ML for Science and Engineering — Lecture 11
Joseph Bakarji
Why Does Deep Learning Work?
The success of deep learning reveals two underappreciated principles about intelligence:
Self-organization: intelligence emerges from simple elements that learn to coordinate
Data-driven adaptation: enabling a system to learn from its environment is more powerful than encoding rules
Core Insight Deep networks are collections of simple elements that collaborate to process inputs and predict outputs. Their power comes not from any single element, but from their collective adaptation to data.
Rules vs. the Ability to Learn
Rule-Based Approach
Encode expert knowledge as explicit rules
Define what to do in each situation
Brittle when the environment changes
Cannot adapt to unseen contexts
Learning-Based Approach
Give the system the ability to learn
Let it adapt to its environment autonomously
Flexible in complex, unpredictable settings
More powerful when you cannot predict every case
Do you teach your children rigid rules for every situation, or do you give them the ability to adapt to any context they might encounter?

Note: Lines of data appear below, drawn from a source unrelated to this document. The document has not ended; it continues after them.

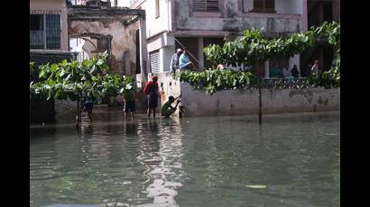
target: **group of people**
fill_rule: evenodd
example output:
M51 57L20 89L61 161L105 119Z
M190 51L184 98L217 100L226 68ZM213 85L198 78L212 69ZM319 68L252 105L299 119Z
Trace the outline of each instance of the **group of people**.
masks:
M176 50L175 54L173 54L171 58L171 68L173 73L175 73L177 69L195 69L195 65L190 61L188 55L189 50L186 49L184 50L181 49Z
M159 94L159 86L158 86L158 76L152 76L152 81L149 81L148 83L145 84L145 86L143 88L143 92L146 94L147 97L147 104L148 104L148 109L147 109L147 115L148 118L151 117L151 114L153 112L153 117L155 118L155 110L158 107L158 98L160 96ZM173 97L173 96L169 96L169 100L162 104L161 107L161 115L163 117L170 117L174 112L176 112L179 104L180 103L180 97L181 95L179 95L178 97ZM172 106L171 104L173 104L177 100L176 105ZM180 115L181 116L183 107L180 106Z
M301 76L309 76L311 73L318 73L319 71L319 60L315 60L313 66L309 65L305 73L301 74ZM270 76L292 79L300 77L300 71L298 70L297 65L294 65L291 69L287 69L285 68L281 68L278 64L275 64L270 70Z

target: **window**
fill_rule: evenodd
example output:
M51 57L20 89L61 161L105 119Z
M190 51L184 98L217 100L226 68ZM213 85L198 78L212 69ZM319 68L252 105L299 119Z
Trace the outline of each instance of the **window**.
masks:
M275 0L254 0L252 12L275 13Z
M60 14L30 14L30 49L60 49Z
M160 17L160 0L155 0L155 18Z
M194 0L196 12L217 12L218 0Z
M160 50L149 53L152 73L160 72Z

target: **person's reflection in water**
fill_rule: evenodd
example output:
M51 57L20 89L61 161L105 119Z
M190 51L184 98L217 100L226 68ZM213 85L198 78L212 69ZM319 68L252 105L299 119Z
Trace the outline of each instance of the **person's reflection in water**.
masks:
M125 122L125 131L127 137L135 137L137 136L138 124L134 121Z
M81 124L81 133L79 135L82 135L82 137L85 136L90 136L94 133L94 127L92 122L83 122Z
M147 123L149 131L152 131L152 132L158 131L158 123L155 120L146 119L146 123Z

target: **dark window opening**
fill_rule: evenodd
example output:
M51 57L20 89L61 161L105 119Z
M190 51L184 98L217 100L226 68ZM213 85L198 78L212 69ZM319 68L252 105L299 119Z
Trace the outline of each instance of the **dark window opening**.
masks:
M160 17L160 0L155 0L155 17Z
M60 14L30 14L30 49L60 49Z
M252 12L255 13L275 13L274 0L254 0Z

The Intellectual Milieu of the 1940s
An extraordinary convergence of ideas set the stage for artificial intelligence:
Russell & Whitehead showed in Principia Mathematica (1910-1913) that mathematics derives from formal logic. If logic is universal, and machines can perform logic...
Von Neumann designed the stored-program computer (EDVAC, 1945), using McCulloch-Pitts neurons as the conceptual model.

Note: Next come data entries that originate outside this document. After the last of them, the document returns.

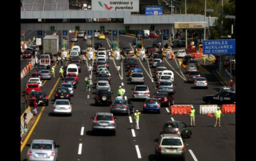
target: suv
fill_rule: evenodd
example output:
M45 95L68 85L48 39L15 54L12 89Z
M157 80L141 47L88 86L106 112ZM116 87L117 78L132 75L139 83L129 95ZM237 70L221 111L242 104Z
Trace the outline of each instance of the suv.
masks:
M162 157L181 157L185 160L185 146L180 135L164 134L155 141L155 155L157 160Z
M109 89L99 89L97 92L95 97L95 104L98 105L100 103L112 104L113 96L112 92Z
M114 118L113 114L107 113L97 113L95 116L91 117L92 121L91 131L94 134L97 130L108 130L116 135L116 122L117 118Z

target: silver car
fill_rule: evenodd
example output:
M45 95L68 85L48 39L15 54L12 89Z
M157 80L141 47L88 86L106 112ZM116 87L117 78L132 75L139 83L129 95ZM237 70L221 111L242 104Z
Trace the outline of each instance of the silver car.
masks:
M175 87L171 81L162 82L158 86L158 91L159 92L168 92L174 94L175 93Z
M28 161L56 161L58 157L58 148L60 146L51 140L35 139L32 141L28 150Z
M133 89L132 99L146 99L150 97L150 90L147 86L138 85Z
M194 64L189 64L186 68L186 73L189 73L191 71L196 71L197 68L196 66Z
M40 71L40 73L42 75L42 79L52 79L52 74L50 72L50 70L42 70Z
M107 113L97 113L94 117L91 117L92 121L91 131L94 134L97 131L100 130L110 130L116 135L115 121L116 118L114 118L113 114Z
M73 88L72 84L70 83L63 83L61 85L61 87L66 87L68 88L69 93L71 96L74 96L74 88Z
M144 84L144 76L142 73L134 73L131 77L131 83Z
M99 81L96 84L95 89L97 91L100 89L110 88L110 85L108 81Z
M67 114L72 116L72 106L68 100L55 100L53 106L53 114Z
M194 82L194 87L204 87L207 88L208 83L206 78L204 77L196 78Z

Norbert Wiener founded cybernetics (1948): feedback, control, and communication in animals and machines.
The reasoning:
Logic can express any computation.
Neurons perform logical operations.
Therefore, networks of neurons can compute anything.
This launched AI as a field.
Walter Pitts and the Dream of Logical Intelligence
Walter Pitts was a self-taught, homeless teenager from Detroit who, at age 12, walked into a lecture by Bertrand Russell and found errors in Principia Mathematica. Russell invited Pitts to study with him.
Pitts met Warren McCulloch, a neurophysiologist asking: how does the brain compute? They combined propositional logic with neural anatomy to create the first formal neuron model.
Their 1943 paper showed that networks of binary threshold units could implement any logical function, founding both neural networks and digital computing theory.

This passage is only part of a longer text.